Der erfahrene Schäfer Egon Specht entdeckte die Tiere mit tiefen Bisswunden, was ihn zu der Annahme brachte, dass ein Wolfsangriff vorliegt. Angesichts des Ausmaßes der Schäden vermutet die Familie, dass mehrere Wölfe beteiligt waren.
Die verletzten Schafe mussten notfallmäßig tierärztlich versorgt werden, was die Kosten weiter in die Höhe trieb. Die Familie Specht meldete den Vorfall dem Thüringer Landesamt für Umwelt, Bergbau und Naturschutz, genauer dem dortigen Kompetenzzentrum für Wölfe, Biber und Luchse.
Ortliche Viehhalter warnen seit Langem vor den Gefahren durch Wölfe. Viele fordern nun klarere rechtliche Regelungen im Umgang mit sogenannten "Problemwölfen". Die Familie Specht betonte zudem die Bedeutung der Schafzucht für die Erhaltung der offenen Kulturlandschaft in der Rhön.

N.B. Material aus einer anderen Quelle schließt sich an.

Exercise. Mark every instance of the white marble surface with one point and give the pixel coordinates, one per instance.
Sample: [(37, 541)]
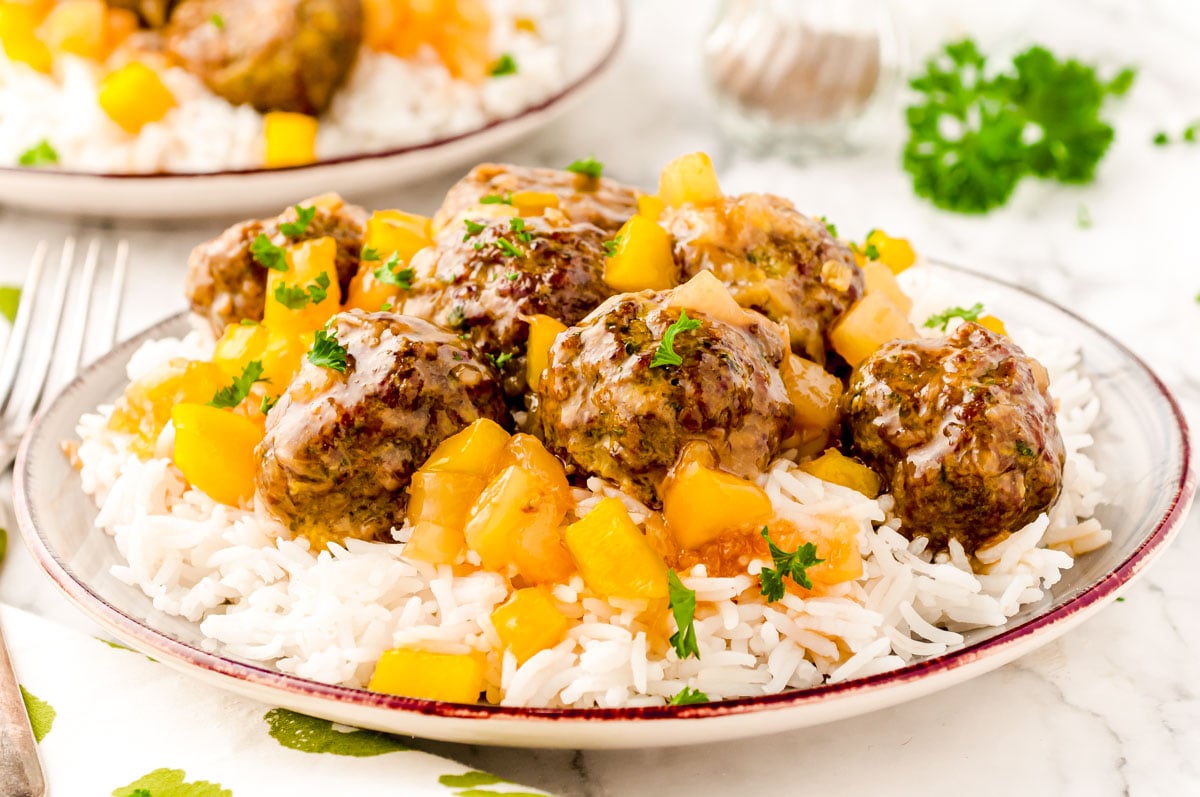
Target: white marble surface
[(1114, 707)]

Der Angriff hat die Familie Specht mit erheblichen Verlusten zurückgelassen und die Forderungen nach konkreten Maßnahmen neu entfacht. Landwirte in Thüringen drängen auf wirksamere Schutzmaßnahmen für ihre Nutztiere vor Wolfsriffen. Ob tatsächlich Wölfe für den Vorfall verantwortlich sind, steht jedoch noch nicht offiziell fest.